The tale was not as genuine as it appeared. It was a smokescreen for an eyebrow-raising move to a big-hitter, RMJM. Now just two years later, the enfant terrible of UK architecture has broken free of the megacorp with the help of a mysterious band of ‘partners’ from the ‘creative industry’.
Alsop is excited about his latest enterprise. It will be a one-stop-shop design studio, working on ‘teaspoons to cities and everything in between’.
He says: ‘There’s a joy in making your own decisions, though there was a genuine desire to make it work with RMJM.
‘For me it’s been six and a half years out in the corporate world, and I’ve had difficult times in the 21st century.

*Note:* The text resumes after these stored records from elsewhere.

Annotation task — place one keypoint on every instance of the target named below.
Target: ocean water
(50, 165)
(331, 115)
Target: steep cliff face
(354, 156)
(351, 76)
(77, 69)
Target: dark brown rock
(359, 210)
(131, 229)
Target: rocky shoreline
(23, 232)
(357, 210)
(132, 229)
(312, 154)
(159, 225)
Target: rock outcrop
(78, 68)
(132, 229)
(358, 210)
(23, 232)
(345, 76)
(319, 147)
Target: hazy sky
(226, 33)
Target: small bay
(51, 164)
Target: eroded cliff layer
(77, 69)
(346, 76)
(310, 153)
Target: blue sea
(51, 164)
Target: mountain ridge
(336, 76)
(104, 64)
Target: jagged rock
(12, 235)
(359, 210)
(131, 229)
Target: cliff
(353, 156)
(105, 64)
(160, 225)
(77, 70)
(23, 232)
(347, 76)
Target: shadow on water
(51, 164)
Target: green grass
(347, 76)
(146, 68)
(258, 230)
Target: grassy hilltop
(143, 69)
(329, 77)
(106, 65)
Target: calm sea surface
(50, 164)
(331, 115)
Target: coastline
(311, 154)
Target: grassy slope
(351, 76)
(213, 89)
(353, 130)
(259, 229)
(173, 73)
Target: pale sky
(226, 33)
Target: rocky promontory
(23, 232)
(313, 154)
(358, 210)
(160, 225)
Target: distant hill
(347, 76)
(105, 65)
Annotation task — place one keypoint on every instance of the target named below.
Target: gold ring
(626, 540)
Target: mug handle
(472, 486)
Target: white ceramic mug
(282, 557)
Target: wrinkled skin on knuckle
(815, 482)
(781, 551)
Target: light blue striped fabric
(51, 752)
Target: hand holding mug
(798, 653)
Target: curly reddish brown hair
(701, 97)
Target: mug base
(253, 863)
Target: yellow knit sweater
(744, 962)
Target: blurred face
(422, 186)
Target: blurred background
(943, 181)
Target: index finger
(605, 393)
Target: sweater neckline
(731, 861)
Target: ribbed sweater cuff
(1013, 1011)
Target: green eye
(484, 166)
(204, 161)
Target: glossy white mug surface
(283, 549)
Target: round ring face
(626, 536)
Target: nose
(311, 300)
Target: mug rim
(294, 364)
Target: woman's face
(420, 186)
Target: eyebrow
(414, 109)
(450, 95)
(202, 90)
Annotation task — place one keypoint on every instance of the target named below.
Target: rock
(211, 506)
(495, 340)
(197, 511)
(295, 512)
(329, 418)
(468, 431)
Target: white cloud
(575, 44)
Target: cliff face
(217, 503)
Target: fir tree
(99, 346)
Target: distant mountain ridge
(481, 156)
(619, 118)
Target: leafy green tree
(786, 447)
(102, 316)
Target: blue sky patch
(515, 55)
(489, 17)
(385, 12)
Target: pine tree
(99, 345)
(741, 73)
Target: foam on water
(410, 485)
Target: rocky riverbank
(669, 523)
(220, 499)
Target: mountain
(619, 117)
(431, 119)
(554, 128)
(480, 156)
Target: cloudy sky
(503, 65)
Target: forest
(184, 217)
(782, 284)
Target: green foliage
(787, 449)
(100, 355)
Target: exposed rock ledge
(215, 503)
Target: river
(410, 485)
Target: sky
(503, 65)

But I’ve learned from the uncomfortable moments.’
Alsop’s new partner Lawrie (pictured right with Alsop) is a savvy Scot, who formerly worked for Foster + Partners and PRP, and joined Will Alsop at RMJM in 2009.
Lawrie, 43, says: ‘This is not something we’ve done lightly. We enjoyed working together and share a similar sense of humour.’
The pair intends to grow the experimental Testbed exhibition and event space beneath ALL’s Battersea studios, which includes a bar and a kitchen.
As for workload, talks continue with RMJM about the final split of projects. But the 15-20 strong studio will be taking forward schemes in London, China and Canada, with more in the pipeline in Europe and the Far East.
Alsop says: ‘We’re working on a range of projects, from the quite small up to those worth several hundreds of millions.
‘When you are attached to a large organisation, you are perceived as if you don’t want to work on the smaller jobs. But we are now in charge of our destiny.’
In response to questions over how much work was brought in at RMJM, Alsop answers firmly: ‘We arrived when there was one project on the books of London’s RMJM office, at one of the most difficult times for the industry.
‘We had a remit to go and look at international projects and they were always going to take time.’
Alsop is shocked when I tell him a former RMJM colleague has described him as ‘a complex character who is up for a fight with everyone – even clients’.
Lawrie says: ‘That seems way off the mark in my experience.’ But Alsop admits: ‘We can be quite strong with clients.’
Neither Lawrie nor Alsop is prepared ‘to start throwing mud about RMJM’, with whom they may yet collaborate again. Their focus is on the future and a new wave of developer clients.
Unsurprisingly, Alsop believes it is time to re-examine the notion of practice and to kick back at the media obsession with austerity.
He adds: ‘Recent talk of the new austerity is of no help to emerging new practices – it is strangling them at birth.
‘Good architects are magicians who lighten up the austere. Fun is a decreasing currency and the ones who suffer are the public.’